L S : A mon avis non! Surtout lorsqu’on est issu de l’opposition. Je crois et suis convaincu que c’est une illusion de croire qu’on peut entrer dans une équipe déjà constituée pour y changer les règles du jeu, les couleurs et les dimensions de l’ère du jeu… C’est comme intégrer une équipe de football et exiger qu’on joue à la main ou à 15, ce n’est pas possible. Voyez-vous, M. Charles Donwahi affirmait un jour que « les opposants ivoiriens gagneraient beaucoup à entrer dans le gouvernement de Bédié. Ils y auraient, selon lui, l’excellente occasion d’appliquer leur idéologie. M. Zadi Zaourou a saisi la balle au rebond. Il était ministre de la culture. Au cours d’une conférence de presse, M. Zadi, se désavouant lui-même, a affirmé haut et fort qu’il est déraisonnable de croire en l’ouverture d’un gouvernement à ses opposants, c’est se faire des illusions. De ce fait, je pense, en réalité, que, pour jouer pleinement son rôle d’intellectuel, il ne s’agit pas de saisir au petit bonheur une « main tendue » par le pouvoir, surtout quand on ne partage pas ses principes de gouvernement, ni son idéologie.

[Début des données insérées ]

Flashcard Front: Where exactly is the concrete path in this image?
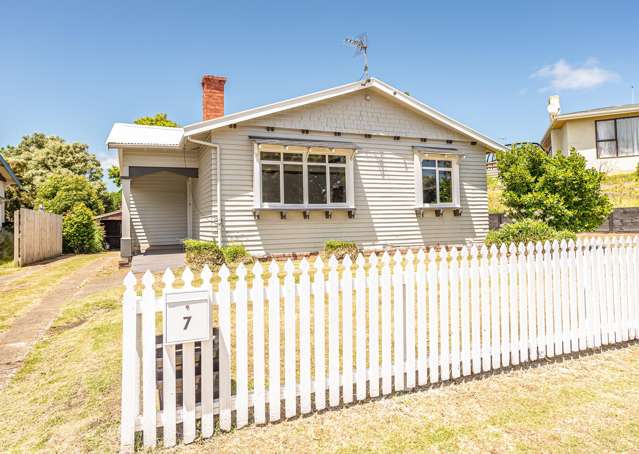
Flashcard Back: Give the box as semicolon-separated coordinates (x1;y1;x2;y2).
0;254;126;389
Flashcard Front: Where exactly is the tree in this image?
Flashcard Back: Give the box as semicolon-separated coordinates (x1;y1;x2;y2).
62;203;104;254
497;144;612;232
133;113;178;128
36;173;104;214
108;166;122;188
0;133;108;212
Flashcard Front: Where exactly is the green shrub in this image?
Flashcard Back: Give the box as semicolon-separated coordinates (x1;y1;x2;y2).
35;173;104;215
497;144;612;232
222;244;253;265
324;240;359;260
184;240;224;270
62;203;104;254
485;219;577;246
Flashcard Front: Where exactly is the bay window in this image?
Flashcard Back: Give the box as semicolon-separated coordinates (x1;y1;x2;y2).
254;137;354;209
414;147;463;208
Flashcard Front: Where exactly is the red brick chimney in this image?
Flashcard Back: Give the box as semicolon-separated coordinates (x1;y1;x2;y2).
202;75;226;120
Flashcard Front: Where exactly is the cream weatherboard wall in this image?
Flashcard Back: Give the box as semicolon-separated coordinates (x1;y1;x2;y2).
130;172;188;252
192;147;217;241
551;116;639;173
209;91;488;254
122;148;215;250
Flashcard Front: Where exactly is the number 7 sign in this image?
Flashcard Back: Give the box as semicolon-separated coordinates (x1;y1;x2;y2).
164;290;211;344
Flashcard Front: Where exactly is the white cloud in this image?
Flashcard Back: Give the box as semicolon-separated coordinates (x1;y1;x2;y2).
530;57;619;91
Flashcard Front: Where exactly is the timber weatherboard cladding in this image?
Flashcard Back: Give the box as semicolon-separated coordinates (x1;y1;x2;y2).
210;93;488;254
123;91;488;254
130;172;187;250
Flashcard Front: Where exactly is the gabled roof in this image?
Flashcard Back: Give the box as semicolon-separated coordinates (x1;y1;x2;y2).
107;78;506;150
184;78;505;150
0;154;22;188
107;123;184;148
541;104;639;145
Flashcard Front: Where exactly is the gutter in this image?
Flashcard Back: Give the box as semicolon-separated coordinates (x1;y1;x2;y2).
186;137;222;246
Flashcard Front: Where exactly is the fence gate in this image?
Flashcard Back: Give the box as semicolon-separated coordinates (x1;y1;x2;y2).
121;237;639;450
13;208;62;266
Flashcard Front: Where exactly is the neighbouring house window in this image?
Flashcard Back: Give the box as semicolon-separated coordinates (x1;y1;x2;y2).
595;117;639;158
415;153;461;208
258;146;352;208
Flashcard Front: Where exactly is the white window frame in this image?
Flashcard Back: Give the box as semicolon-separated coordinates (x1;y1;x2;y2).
414;150;464;209
253;142;356;210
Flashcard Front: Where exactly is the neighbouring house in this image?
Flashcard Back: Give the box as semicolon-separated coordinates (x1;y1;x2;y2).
541;96;639;173
95;210;122;249
0;155;22;230
107;76;504;258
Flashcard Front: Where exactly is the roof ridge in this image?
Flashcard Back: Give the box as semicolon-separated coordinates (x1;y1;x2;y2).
114;121;184;130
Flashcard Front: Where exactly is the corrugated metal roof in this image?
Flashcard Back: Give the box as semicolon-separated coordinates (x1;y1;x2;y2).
0;155;22;188
107;123;184;148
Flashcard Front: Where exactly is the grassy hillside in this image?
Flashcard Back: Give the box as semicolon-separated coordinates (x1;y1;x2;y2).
488;173;639;213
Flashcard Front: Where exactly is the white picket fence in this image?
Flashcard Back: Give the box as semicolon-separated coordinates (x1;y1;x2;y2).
121;237;639;450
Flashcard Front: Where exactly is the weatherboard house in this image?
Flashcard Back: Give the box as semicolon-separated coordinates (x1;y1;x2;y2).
107;76;504;258
0;155;21;230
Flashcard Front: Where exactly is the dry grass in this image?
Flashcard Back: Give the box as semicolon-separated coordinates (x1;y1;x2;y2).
601;173;639;208
0;260;639;452
177;344;639;452
0;254;101;332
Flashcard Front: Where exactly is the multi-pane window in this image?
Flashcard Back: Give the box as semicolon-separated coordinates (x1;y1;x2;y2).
422;159;453;205
595;117;639;158
260;151;347;205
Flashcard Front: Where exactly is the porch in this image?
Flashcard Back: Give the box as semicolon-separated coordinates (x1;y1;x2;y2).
120;166;198;266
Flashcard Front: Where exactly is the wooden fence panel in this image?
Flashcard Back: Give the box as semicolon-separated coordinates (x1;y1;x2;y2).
121;237;639;450
13;208;62;266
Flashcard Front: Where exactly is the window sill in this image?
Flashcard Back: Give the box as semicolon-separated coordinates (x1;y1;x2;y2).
253;205;355;219
415;204;463;218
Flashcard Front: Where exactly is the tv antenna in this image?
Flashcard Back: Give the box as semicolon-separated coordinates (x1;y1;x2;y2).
344;33;368;80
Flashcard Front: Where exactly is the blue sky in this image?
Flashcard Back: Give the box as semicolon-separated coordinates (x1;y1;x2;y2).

L’accession au pouvoir, pour jouer objectivement et pleinement son rôle d’intellectuel, doit être perçue et vécue comme une « longue marche » de patience et de persévérance, telle que nous l’enseignent François Mitterrand ou Nelson Mandela, entre autres. 

 

 

Pour vous, quelle est la fonction de l’intellectuel authentique ?

L S : Pour moi, l’intellectuel, c’est d’abord et avant, un producteur d’idées, tout en sachant que ce sont les idées qui mènent le monde. C’est une personne qui a un esprit critique, un sens de discernement, un penchant pour la justesse et la justice. C’est une personne qui sait distinguer le vrai du faux, le bien du mal. C’est une personne qui, à travers les œuvres de l’esprit qu’il ou elle produit, remplit une mission personnelle dans son domaine de compétence. Et donc, il ou elle se positionne dans la société et se distingue des autres par la qualité et l’originalité de sa réflexion et de sa production, au point que la société reçoit et attend, de lui ou d’elle, un certain nombre d’idées fiables ou d’actions qui permettent à cette société d’avancer, de progresser. Pour moi, l’intellectuel doit se reconnaître le droit de parler en tant que « maître de vérité et de justice ». Sa fonction primordiale consiste à être, en quelque sorte, la conscience de tous, à inspirer l’horreur du vice et à enseigner l’amour de la vertu. Cela n’a rien à voir avec les diplômes et les grades, mais il y a forcément un lien avec le niveau d’éducation et de culture, en ce sens que l’éducation et les connaissances accroissent l’intelligence, du moins développent les facultés ou capacités mentales.  

 

En Côte d’Ivoire, en Afrique et dans le monde, quel est votre modèle d’intellectuel ?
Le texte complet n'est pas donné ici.